I apologize to the regular readers who have written me looking for their daily fix of Over the Bars. I have been working hard on a new website for the Bicycle Federation of Wisconsin (that will include a daily blog). We hope to have the new website launched in the next few days, so stay tuned. I have also been working behind the scenes on the Hoan Bridge issue, fingers crossed.
Pinch hitting today on Over the Bars is my friend Steve Smith, a fellow Milwaukee bike commuter who did his 20th “Race for the Cock” in the Chequamegon Fat Tire Festival over the weekend. For years Steve and a few other friends have had their own race-within-a-race for a traveling Rooster Trophy. Steve is a good writer, so I asked him to share his experience at the Fat Tire 40 with us this year. Below is his account of this year’s campaign.
As a 20x competitor in the Fat Tire Festival, Chequamegon occupies National Holiday status on the family calendar. I eagerly anticipate the annual pilgrimage to the hinterlands. It serves as a Daylight Savings Time of the cycling season, marking the psychological end of summer and beginning of Fall and Winter pursuits. It also brings the possibilities of racing on a 40 mile course that reads like a favorite book.
The antagonists are well known. There’s “Start Line,” which demands bikes to be placed in the paddock at 4:30 a.m. for the 10 a.m start in order to avoid the scourges of “Controlled Rollout”, a raucous affair that sends 1,900 competitors charging out of town at 25+ mph. Make it through the inevitable pile up and you get a date with “Rosie’s Field.” The deceptively grueling but important scamper up, over and through the field is a Bad Cop interrogation on your fitness and the rest of the day. Make it onto the wheel of the right “train” and you’ll be in Cable in no-time.
Having suffered a fractured patella (knee cap) almost one year ago, this would be a introduction of sorts to the characters of Chequamegon. I feared the power output and demands of dealing with the steep pitches of the thugish “Birkie Trail.” As such, I planned a more conservative approach for this year’s chapter.

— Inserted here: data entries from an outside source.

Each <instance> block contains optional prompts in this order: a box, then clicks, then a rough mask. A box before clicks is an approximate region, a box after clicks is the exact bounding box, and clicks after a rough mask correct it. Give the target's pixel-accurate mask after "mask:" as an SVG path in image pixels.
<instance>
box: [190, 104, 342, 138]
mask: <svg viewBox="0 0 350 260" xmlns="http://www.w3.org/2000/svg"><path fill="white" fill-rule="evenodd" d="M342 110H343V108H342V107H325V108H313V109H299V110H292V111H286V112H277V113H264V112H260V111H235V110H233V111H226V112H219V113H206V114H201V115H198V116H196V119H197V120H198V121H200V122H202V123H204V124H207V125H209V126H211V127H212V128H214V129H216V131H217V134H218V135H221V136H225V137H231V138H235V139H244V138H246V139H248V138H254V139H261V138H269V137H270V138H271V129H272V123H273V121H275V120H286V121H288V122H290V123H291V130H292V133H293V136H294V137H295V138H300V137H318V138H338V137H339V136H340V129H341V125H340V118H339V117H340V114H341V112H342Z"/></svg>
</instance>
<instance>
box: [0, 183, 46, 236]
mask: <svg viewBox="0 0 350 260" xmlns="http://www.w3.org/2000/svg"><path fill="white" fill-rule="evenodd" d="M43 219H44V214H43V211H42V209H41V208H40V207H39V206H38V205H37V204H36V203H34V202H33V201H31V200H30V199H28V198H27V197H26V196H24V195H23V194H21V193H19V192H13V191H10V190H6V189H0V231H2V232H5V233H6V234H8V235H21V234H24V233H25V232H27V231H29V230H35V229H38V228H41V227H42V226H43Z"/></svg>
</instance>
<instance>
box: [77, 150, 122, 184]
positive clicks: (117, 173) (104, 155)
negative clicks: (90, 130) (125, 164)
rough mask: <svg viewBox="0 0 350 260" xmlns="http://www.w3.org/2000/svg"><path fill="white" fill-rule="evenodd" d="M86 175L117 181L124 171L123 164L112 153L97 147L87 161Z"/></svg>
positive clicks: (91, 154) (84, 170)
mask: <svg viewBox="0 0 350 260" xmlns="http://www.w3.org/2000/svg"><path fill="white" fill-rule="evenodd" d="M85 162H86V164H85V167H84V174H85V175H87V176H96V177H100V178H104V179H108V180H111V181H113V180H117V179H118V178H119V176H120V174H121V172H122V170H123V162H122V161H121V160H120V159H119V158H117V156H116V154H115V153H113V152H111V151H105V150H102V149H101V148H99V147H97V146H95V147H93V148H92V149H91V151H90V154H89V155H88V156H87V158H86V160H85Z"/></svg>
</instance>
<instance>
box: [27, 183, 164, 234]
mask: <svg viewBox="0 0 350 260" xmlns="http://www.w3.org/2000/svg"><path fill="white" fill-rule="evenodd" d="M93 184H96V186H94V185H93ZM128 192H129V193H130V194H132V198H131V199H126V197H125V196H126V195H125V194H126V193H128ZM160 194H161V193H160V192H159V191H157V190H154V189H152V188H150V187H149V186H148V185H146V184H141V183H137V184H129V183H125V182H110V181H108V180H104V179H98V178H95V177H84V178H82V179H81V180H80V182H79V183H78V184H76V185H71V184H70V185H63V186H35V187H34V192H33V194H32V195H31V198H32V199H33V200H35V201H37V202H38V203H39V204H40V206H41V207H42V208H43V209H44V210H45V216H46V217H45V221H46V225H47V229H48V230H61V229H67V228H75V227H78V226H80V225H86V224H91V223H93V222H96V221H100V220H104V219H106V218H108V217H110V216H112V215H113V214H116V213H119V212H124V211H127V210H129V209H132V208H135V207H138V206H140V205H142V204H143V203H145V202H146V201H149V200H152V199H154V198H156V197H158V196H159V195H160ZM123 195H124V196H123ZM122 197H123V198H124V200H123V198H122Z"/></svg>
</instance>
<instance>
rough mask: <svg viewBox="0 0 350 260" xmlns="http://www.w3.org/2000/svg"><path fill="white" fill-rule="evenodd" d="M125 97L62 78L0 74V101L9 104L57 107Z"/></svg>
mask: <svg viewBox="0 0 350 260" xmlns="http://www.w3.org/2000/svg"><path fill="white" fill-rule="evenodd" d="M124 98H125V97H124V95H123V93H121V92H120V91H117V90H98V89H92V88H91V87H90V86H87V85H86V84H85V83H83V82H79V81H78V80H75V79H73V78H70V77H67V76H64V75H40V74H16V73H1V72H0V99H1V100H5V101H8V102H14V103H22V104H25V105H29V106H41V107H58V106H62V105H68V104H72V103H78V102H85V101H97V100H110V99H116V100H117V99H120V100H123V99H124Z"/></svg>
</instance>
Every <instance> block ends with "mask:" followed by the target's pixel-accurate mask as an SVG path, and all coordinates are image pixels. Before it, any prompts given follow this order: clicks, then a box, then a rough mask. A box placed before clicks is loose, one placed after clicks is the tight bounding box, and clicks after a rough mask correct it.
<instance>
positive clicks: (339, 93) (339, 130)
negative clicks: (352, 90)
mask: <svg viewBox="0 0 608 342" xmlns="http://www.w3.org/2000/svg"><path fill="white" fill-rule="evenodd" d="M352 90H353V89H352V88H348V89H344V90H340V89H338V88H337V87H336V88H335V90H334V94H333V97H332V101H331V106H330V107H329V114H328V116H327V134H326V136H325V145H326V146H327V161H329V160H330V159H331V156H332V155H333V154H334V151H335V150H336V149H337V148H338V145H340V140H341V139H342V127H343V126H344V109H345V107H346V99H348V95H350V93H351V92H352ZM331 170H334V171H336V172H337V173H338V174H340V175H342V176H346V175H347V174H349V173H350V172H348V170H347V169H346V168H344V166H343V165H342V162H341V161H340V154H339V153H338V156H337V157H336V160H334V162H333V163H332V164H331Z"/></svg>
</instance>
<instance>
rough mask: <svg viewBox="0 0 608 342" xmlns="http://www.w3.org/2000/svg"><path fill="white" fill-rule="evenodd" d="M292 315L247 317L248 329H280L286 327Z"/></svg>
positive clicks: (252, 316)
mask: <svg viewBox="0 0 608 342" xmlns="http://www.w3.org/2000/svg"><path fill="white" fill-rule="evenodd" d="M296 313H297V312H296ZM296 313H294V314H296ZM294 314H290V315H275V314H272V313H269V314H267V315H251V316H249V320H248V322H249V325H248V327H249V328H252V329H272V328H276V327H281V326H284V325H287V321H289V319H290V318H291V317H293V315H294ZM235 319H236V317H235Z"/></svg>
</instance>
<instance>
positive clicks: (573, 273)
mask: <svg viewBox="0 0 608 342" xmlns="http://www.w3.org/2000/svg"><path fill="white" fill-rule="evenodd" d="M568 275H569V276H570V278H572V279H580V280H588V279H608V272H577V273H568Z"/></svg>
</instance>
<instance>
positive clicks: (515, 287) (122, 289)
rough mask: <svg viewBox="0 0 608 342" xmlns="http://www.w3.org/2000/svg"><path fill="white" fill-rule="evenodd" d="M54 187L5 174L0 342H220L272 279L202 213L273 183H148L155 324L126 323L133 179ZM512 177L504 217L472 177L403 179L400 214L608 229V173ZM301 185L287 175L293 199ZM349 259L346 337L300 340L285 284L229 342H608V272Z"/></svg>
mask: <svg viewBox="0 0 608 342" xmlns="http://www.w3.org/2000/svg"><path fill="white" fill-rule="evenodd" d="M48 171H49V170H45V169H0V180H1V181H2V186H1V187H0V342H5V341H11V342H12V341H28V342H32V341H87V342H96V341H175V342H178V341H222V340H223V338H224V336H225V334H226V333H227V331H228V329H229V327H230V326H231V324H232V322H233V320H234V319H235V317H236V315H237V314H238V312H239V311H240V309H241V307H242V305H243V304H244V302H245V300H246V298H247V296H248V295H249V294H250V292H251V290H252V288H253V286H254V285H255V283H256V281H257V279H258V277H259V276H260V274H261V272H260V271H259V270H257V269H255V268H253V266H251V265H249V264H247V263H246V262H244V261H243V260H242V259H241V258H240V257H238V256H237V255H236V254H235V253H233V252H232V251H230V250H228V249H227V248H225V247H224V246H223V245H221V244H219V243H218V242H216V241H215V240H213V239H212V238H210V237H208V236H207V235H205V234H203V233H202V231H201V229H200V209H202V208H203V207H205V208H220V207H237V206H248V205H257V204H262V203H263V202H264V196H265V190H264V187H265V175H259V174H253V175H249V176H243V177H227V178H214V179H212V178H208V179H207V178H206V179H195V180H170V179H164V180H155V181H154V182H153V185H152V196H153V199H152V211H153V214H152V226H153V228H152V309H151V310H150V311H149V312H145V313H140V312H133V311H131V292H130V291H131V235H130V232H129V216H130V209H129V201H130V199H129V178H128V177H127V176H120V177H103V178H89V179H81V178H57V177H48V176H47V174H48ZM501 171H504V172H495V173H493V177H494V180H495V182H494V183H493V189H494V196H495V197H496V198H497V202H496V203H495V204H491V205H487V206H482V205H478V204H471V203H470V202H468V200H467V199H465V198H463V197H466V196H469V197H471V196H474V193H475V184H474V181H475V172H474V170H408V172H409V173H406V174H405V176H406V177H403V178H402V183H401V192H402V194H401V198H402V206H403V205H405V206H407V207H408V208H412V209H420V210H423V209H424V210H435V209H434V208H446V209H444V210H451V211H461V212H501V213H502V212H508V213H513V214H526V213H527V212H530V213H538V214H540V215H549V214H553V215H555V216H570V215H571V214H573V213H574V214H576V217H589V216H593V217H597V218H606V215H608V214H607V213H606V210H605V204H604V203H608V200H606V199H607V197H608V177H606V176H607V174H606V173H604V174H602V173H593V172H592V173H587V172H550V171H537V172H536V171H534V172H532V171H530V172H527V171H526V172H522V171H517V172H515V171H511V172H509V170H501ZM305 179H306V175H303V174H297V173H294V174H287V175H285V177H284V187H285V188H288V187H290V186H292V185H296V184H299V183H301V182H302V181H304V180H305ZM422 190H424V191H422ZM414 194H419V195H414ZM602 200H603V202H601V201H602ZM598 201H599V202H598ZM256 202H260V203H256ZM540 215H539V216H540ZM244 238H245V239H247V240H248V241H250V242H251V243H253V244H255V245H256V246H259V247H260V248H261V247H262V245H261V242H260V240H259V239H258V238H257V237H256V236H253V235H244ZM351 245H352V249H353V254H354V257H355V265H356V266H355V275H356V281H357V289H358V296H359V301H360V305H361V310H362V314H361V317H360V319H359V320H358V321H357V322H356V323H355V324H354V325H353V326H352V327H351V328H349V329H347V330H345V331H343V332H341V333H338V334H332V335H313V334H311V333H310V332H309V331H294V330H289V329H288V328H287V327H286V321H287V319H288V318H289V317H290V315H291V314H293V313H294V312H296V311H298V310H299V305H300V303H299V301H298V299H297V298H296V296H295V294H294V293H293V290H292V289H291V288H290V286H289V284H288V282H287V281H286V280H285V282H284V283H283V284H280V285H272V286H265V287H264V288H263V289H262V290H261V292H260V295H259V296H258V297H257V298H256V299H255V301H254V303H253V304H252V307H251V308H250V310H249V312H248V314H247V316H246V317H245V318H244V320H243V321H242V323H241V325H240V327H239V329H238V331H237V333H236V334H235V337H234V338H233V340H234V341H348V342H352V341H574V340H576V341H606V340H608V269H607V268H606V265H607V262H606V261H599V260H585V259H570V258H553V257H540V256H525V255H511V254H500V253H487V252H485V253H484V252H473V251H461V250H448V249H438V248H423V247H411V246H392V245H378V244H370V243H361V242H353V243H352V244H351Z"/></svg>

I would ride “easy” to Double “O” and then try to pile on the coals for the remaining 24 miles of the race, with an expected finish in the 2:40 range.
The bone dry and fast conditions helped the strategy play out nicely, with many of the hills rideable, if not downright dusty. I made it to “OO” in 1:00 and had plenty of gas in the tank….until I ran into a classic Chequamegon Ambush. Swapping out my empty bottle with one from my jersey pocket, I noticed that the extra full bottle in the cage was gone…a victim of the rocky/rutted descents of the Birkie Trail. Bombing down the back side of “OO” I watched with horror as the new/only full bottle rattled loose and exploded under my back tire! The math on that = ~23 miles and at least 1:30 to Cable x 2 sips left in the empty bottle!
I began to eagerly anticipate the Pirate Hill and shot of Rum (fluids!) and the next water stop 11 miles down the trail. Along the way, I was able to get a couple sips from other competitors kind enough to share.
A quick refill with 12 miles to go put me in good shape for the final scenes of the race: “Death Zone,” from mile 8-6, dumps riders back onto exquisitely painful Birkie Grinders. Settle that score and then prepare for Mile 2, the most difficult mile of the entire race. With mind anticipating the end (“Only TWO to GO!” volunteers cheerfully offer), legs are often in full revolt here in the Misery Mile. This year was no different for me, with stabbing cramps puncturing each pedal stroke up the short/steep grades. Joe, a friend who’d been hunting me all day, passed me here adding to the misery.
The mercy of Telemark Hill came thankfully soon after, delivering me to the line in 2:38.
Then comes what is becoming the best part of Chequamegon. The scorecard attestment ceremonies circulate between Coops Pizza (taco pizza), Norske Nook (peach pie), The Sawmill (beer, live music) and The Moccasin (supplementary hydration, pool tables).
By Sunday, the book goes back on the shelf for another year.